Jim Battle

No. 63, 64
- Position: Guard

Personal information
- Born: February 20, 1938 Bartow, Florida, U.S.
- Died: June 21, 2026 (aged 88) Alberta, Canada
- Listed height: 6 ft 0 in (1.83 m)
- Listed weight: 240 lb (109 kg)

Career information
- High school: Union (Bartow)
- College: Southern Illinois
- NFL draft: 1963: undrafted

Career history
- Minnesota Vikings (1963); Edmonton Eskimos (1964–1965);

Career NFL statistics
- Games played: 14
- Games started: 1
- Stats at Pro Football Reference

Career CFL statistics
- Games played: 21
- Fumble recoveries: 5

= Jim Battle (American football) =

American football player (1938–2026)

James Battle (February 20, 1938 – June 21, 2026) was an American professional football player who was a guard in the National Football League (NFL) and Canadian Football League (CFL). He played college football for the Southern Illinois Salukis. He played in the NFL for 14 games with the Minnesota Vikings before joining the Edmonton Eskimos in the CFL in 1964. Battle played at the end position in college, tallying 85 receptions for 1,010 yards, and was converted to an offensive guard with the Vikings.

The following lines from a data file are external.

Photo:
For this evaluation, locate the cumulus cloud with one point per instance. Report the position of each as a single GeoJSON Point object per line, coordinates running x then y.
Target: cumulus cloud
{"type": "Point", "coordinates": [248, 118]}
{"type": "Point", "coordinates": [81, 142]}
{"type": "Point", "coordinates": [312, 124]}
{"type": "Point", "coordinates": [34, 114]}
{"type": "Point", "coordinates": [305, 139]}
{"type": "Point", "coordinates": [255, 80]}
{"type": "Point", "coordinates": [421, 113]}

Battle attended Union Academy in Bartow, Florida. He later became an educational psychologist following his retirement from professional football, earning a PhD from the University of Alberta in 1972 after which he worked for Edmonton Public Schools. Battle died on June 21, 2026, at the age of 88, having had dementia and Parkinson's disease in his later years.